Some links clearly enrich the universal GO structure with links that are unique to the organism at hand. For example, a link between “hyperosmotic response” (GO:0006972) and “regulation of MAPK activity” (GO:0043405) (shown in details in the Supplement: Text S1 and Figure S1) appears only in the yeast PPI-PLN and not in the PPI-PLNs we constructed for other organisms. Indeed, utilizing the MAPK cascade to regulate the response to hyperosmotic shock is not a universal mechanism, but a known one for the S. cerevisiae.
All linked processes are accessible via our site: http://www.cs.bgu.ac.il/̃dotna/ProcssLinkageNetworks.
Comparison of PPI-linkage, expression-linkage and GI-linkage of processes in the yeast Saccharomyces cerevisiae
In order to gain a broader perspective on linked processes we constructed two additional linkage-networks. The first was an expression-PLN, derived from a transcriptional correlation network assembled using expression levels of the yeast genes measured along a cell-cycle . The transcriptional correlation network contains an edge connecting two genes if their expression profiles are highly correlated (see Methods section). The second was a GI-PLN, based on genetic-interaction data. Two genes are called genetically interacting if their mutations have a combined effect not exhibited by either mutation alone (see Methods section).
A total of 545 processes appear in all three networks. The intersection of the three networks (the number of common edges) is many times larger than the size expected at random (see Methods section and Supplement: Text S3 and Figure S3), indicating that “linked processes” tend to physically interact, be co-expressed and genetically interact with each other all at once. The section on GI-prediction shows how this significant co-occurrence of links can be used in the prediction of new genetic interactions.
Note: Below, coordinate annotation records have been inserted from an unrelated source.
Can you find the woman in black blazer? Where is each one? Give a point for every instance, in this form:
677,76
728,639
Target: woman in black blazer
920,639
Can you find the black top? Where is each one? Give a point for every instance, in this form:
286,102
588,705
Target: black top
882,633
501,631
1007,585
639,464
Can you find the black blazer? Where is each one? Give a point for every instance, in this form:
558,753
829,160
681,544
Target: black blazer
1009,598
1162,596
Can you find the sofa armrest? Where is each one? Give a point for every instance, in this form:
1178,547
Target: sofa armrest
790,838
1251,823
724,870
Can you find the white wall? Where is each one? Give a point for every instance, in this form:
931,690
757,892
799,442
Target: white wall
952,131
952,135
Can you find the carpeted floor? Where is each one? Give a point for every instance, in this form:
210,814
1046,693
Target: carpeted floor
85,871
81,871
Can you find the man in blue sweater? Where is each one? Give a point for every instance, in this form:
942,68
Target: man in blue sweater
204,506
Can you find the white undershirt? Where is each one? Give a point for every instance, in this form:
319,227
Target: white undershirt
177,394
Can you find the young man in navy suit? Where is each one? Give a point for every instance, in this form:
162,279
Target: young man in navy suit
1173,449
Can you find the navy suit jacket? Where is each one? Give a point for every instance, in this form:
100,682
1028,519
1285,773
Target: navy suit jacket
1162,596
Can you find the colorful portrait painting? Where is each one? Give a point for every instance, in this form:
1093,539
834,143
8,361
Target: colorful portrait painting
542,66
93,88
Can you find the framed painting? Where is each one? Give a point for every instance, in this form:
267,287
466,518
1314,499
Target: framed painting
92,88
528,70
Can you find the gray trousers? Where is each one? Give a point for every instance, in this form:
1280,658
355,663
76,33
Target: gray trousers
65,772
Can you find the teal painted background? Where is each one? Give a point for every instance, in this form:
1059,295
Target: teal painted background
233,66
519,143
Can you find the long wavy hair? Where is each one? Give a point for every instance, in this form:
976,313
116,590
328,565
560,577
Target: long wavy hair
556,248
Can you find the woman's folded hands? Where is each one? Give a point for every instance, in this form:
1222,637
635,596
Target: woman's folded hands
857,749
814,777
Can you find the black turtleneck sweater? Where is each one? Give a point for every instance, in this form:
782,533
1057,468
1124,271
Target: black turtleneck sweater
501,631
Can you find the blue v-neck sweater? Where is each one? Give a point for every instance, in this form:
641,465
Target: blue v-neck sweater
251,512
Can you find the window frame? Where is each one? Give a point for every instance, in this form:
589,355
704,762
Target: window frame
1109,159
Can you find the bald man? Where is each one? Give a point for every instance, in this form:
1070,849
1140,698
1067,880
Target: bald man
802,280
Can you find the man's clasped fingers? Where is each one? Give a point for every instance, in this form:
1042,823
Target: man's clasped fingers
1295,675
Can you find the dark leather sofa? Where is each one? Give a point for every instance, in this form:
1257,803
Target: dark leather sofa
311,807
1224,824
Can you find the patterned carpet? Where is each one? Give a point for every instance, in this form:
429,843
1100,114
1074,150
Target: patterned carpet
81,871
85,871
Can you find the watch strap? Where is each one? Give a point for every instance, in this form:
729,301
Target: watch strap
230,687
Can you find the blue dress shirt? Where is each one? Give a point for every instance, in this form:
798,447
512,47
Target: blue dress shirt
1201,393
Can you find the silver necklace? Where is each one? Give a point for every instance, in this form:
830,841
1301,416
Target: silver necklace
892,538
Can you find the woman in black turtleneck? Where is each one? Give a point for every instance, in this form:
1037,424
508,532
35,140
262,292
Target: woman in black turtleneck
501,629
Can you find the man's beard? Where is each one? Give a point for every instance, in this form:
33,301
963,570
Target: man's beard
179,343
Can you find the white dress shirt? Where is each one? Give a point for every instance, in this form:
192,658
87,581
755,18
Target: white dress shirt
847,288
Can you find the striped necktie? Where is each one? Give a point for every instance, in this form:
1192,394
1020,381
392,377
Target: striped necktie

Table 1 presents examples of links that occur in at least two PLNs, some of which carry an element of surprise. One of these is the link between “bud site selection” (GO:0000282) and “ribosomal large subunit biogenesis ” (GO:0042273), and the link between “nuclear mRNA splicing via U2-type spliceosome” (GO:0006374) and “ribosome biogenesis” (GO:0007046). These links are predicted in both the PPI-PLN and the expression-PLN. The semantic similarities between these linked processes are 0.27 and 0.07, respectively. Finally, there are a considerable number of processes for which the links to other processes vary with the underlying input graph, indicating that the different linkage networks provide non-redundant information.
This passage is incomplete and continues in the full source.